In 1946, he made his vaudeville debut with his wife in ‘Call Me Mister’, which earned him the attention of biggies like Jerry Lewis and Dean Martin. He then became a regular performer with his wife in the ‘Youth Hit Parade’ in the 1950s.
He married Mary Ann Niles in 1949, but divorced her two years later.
He then married Joan McCracken in 1952 and the marriage lasted for a span of seven years. His third wife was Gwen Verdon, who was also a popular actress and his muse.
He married Gwen Verdon, a popular actress and his muse, in 1960 and the couple had a daughter, Nicole Providence Fosse, who also went on to become an actress and a dancer. He separated from her in the mid-70s, but the couple was legally married till his death. Just before his death, he was living with his girlfriend for four years
He was diagnosed with epilepsy when he suffered a seizure before a live audience once. He also underwent an open-heart surgery.
He struggled with alcoholism and drug dependency in his final years.
He passed away due to a heart attack at the George Washington University Hospital. He was cremated and his ashes were scattered in the Atlantic Ocean as per his request.
The ‘Los Angeles Dance Awards’ founded in 1994 was renamed to ‘Fosse Awards’ after his death.
After his death, the three-part revue on the choreographer’s life titled, ‘Fosse’ premiered on Brodway in 1999.
One stretch of Paulina Street in Chicago is called ‘Bob Fosse Way’ in his honor.

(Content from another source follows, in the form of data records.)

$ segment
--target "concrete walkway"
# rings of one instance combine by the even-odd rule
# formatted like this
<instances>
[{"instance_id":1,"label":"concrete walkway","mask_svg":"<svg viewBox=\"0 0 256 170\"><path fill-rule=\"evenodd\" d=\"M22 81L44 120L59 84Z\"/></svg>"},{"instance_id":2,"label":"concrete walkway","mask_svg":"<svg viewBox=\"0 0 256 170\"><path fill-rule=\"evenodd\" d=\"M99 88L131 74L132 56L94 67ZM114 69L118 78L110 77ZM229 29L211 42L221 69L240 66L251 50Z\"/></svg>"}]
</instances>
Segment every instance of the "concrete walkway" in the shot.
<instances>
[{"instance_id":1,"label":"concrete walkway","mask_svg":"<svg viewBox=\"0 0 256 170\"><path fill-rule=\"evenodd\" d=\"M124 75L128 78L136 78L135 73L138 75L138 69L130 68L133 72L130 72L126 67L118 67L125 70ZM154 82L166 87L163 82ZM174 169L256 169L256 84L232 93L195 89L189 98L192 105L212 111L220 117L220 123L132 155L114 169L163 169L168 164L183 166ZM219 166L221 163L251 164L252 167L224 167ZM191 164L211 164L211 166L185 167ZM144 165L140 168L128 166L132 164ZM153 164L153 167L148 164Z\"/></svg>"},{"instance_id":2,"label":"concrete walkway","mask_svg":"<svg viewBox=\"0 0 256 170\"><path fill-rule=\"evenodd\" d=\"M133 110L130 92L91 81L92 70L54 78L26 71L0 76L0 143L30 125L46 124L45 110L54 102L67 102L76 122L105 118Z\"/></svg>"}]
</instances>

A fellowship in his name was established by his daughter Nicole in the Alvin Ailey American Dance Company, in 2003.
This famous American choreographer and director of the ‘Pippin’ fame, hated being bald and to cover his baldness he often wore hats.
In 1973, he won two Tony Awards for ‘Best Direction of a Musical’ and ‘Best Choreography’ for ‘Pippin’.
He won an Emmy Award for ‘Liza with a Z’ for the category of ‘Outstanding Achievement in Choreography’, in 1973.
In 1973, he won an Academy Award for the film ‘Cabaret’ for the category of ‘Best Director’.
In 1979, he won a Palme d’Or at the Cannes Film Festival for the movie, ‘All That Jazz’.
In 2001, he was posthumously awarded a Laurence Olivier Award for ‘Best Theatre Choreographer’ along with Ann Reinking.
He was inducted posthumously into the ‘National Museum of Dance’s Mr. and Mrs. Cornelius Vanderbilt Whitney Hall of Fame’, in 2007.